His sister, a neurologist in Chicago, specializes in pediatric epilepsy, and immediately began working to get medicines to the island.
“Wherever we can help, we help. That’s how we were raised,” Rodriguez said.
For the next seven months, while working with Por Los Nuestros to get clean water to people, Rodriguez lacked power in his own home, except for a small generator that powered two small fans and his refrigerator.
What Hurricane Maria Exposed
Three weeks after Maria, Rodriguez went to deliver water in Orocovis, a community in central Puerto Rico that was badly impacted by the storm.
Going from house to house, Rodriguez saw that residents had a supply of single use bottles, but no water supply to provide water for daily life.
He met a 93-year-old woman, who reminded him of his own grandmother. “I thought, I have to help,” he said. “They don’t need a bottle of water, they just need water.”
Rodriguez said that the storm pulled back the curtain on the reality of poverty on the island.
When the storm ripped away the island’s green canopy, people could clearly see the homes underneath, many which were poorly built and couldn’t stand up to the mighty winds that swept through.
More than a year later, housing still remains an issue. Rodriguez said in his own neighborhood, 20 percent of homes are abandoned.
Looking to the Future
As he prepares this doctoral thesis, Rodriguez acknowledged that in academia the tangible impacts of research can sometimes take years to materialize, but that hasn’t been his experience with Por Los Nuestros.

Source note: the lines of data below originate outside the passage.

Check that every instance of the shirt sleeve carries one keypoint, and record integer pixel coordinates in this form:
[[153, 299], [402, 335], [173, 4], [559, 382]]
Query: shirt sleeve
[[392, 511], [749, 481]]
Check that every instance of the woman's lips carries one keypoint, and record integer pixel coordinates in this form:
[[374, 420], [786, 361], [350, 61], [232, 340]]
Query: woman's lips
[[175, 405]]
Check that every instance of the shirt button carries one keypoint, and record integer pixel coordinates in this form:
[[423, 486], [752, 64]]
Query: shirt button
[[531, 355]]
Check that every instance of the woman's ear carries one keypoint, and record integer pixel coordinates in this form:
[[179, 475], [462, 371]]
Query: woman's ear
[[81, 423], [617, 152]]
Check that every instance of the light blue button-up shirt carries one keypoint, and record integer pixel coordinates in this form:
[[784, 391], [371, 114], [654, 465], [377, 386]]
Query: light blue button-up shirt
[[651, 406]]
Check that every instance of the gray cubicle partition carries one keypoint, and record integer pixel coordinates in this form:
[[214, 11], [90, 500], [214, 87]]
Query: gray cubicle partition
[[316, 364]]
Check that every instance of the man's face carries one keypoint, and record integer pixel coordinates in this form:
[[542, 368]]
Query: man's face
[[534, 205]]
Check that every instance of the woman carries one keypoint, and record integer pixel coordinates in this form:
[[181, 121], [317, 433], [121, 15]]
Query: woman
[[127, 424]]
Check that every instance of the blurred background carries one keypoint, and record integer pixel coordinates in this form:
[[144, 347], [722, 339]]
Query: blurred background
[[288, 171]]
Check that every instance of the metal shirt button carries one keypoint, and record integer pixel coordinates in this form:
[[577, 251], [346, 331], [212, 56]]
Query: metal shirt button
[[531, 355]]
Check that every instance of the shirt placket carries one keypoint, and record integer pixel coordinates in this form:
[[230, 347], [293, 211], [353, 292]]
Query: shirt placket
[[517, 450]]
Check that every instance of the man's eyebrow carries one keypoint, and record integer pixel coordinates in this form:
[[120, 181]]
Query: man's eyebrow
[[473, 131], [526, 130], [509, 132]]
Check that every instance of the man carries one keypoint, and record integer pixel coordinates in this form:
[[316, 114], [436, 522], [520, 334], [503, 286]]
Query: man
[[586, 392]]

“We built it. We did it,” he said.
Editor’s Note: Since Hurricane Maria made landfall, Direct Relief, with support from AbbVie, has supported 78 community health centers and hospitals with 534 emergency shipments of requested medication and supplies totaling more than $70.2 million (wholesale) and 9.7 million defined daily doses. In addition to providing medical material assistance, Direct Relief has worked with community-based groups in Puerto Rico to invest more than $12 million in initiatives to bolster health services and local infrastructure. Projects have included an island-wide vaccination campaign, the installation 791 kilowatts of solar energy and 2 megawatts of battery backup at 14 health centers and non-PRASA communities, a telemedicine initiative to extend health services to rural areas, and equipping Puerto Rico’s medical reserve corps, among others.